A few weeks ago at not-my-normal Weight Watchers meeting, Lisa, the “other” WW meeting leader asked me if I had started to think about my goal weight. I really can’t remember what my answer was, because the important thing about that moment was what she said to me. “Your goal,” she expressed “is not a number on the scale that you preselect for yourself. It’s a place that you come to and find yourself feeling good about how you feel. When you are there, you will know it, and that is the weight that you declare is your goal.”
WOW. That is so not what I thought. All along I assumed that my goal should be this number or that number on the scale, and that I should die trying to get there (not really). But when she put it in those terms, everything suddenly seemed right in the world.
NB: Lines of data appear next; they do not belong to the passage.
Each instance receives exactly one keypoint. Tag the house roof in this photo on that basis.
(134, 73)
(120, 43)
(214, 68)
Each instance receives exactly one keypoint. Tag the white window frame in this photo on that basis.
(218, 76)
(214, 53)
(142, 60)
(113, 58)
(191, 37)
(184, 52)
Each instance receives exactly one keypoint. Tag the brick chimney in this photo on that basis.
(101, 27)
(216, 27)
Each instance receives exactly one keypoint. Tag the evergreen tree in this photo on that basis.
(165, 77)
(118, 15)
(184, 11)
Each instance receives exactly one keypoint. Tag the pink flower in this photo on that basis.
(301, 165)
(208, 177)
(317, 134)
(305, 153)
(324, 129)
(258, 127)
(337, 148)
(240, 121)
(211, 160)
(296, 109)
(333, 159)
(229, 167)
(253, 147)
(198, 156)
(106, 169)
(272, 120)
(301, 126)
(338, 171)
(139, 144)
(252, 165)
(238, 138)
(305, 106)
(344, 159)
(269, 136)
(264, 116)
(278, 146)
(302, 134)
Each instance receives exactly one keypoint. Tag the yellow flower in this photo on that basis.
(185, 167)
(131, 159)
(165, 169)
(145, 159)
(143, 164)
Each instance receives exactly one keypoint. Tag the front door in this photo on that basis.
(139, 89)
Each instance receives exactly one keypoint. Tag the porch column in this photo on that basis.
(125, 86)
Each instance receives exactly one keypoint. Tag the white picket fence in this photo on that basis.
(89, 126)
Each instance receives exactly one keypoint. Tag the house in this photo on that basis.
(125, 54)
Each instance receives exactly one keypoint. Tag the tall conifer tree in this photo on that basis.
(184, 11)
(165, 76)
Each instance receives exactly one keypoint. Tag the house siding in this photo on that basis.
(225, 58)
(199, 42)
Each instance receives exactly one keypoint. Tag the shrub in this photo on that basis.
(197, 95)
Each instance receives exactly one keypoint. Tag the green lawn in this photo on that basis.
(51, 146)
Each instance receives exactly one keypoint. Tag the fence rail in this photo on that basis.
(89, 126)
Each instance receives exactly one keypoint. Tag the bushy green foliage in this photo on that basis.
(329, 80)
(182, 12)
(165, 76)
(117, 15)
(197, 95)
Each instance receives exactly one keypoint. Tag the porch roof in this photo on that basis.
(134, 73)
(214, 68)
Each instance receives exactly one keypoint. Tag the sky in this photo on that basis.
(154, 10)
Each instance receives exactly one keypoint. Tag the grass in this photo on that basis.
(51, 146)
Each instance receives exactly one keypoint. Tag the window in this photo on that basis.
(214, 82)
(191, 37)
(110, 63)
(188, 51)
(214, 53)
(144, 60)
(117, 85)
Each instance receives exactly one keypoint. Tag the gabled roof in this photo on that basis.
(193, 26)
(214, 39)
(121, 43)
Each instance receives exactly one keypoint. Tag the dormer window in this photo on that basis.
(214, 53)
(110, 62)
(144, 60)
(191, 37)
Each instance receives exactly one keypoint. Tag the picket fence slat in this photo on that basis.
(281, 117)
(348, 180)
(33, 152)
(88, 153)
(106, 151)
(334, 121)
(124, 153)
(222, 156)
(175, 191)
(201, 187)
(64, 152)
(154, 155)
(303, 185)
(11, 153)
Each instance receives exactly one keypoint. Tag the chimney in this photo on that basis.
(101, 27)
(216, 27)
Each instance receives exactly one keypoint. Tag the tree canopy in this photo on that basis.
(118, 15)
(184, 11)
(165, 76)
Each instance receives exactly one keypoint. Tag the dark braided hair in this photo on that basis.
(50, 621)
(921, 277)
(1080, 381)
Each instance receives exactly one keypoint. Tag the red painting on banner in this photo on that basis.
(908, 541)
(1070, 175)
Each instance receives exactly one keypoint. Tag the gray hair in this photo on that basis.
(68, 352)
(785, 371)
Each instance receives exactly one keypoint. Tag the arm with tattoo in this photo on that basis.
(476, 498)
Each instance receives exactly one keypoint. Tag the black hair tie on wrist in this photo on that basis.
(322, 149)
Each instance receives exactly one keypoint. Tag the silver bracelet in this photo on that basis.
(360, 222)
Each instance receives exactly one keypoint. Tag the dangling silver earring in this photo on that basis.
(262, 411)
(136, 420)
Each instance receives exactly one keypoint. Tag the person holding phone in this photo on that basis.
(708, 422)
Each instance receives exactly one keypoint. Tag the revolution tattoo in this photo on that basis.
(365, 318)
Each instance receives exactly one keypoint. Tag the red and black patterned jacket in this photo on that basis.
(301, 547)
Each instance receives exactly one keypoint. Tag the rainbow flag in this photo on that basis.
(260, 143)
So the following week I walked in to my regular WW meeting and declared that I was at my goal weight RIGHT NOW. Hooray for me (not really)! And baloons fell out of the ceiling (really).
That was almost exactly one week ago. And it’s been hell ever since. Suddenly, the game was over. A new phase was supposed to begin. One in which I eat more food (not too much) and watch the scale to see how my body reacts. I’m still supposed to stick to my basic plan–which for me involves counting points. But my mind has been playing tricks on me. Asking me if maybe there is another way. “Just eat healthy food, Wendy” it says. “You’ll see, you won’t gain weight if you eat mostly vegan. You can do this without having to carefully analyze your food and count points. What a drag that is!”
Well I’ll tell you what is really a drag. Seeing the scale register a 3 pound weight gain in 4 days when you have been “eating healthy” and exercising a lot.
So, after the initial shock of it all, I came to some realizations.
Realization Number 1: Maintaining a healthy weight is no different than losing weight. And if you think it is, boy are you in for a rude awakening. Get used to counting those points, logging your food, pre-planning what you eat, or whatever it is that got you to that goal. Sure, you can eat about 200-250 more calories per day and not gain weight. But everything else needs to remain exactly the same. It’s a bummer, but I’ve got to get over it.
Realization Number 2: The “game” of losing weight is over. The excitement of the “score” is gone. I love winning. Who doesn’t? It’s really fun. Especially when this game has no losers. I’ve got to find a new excitement to keep me going. A new reason to count those points, log my food, pre-plan what I eat and exercise almost every day. Maybe that new game is this blog. Is it enough? I’ll find out.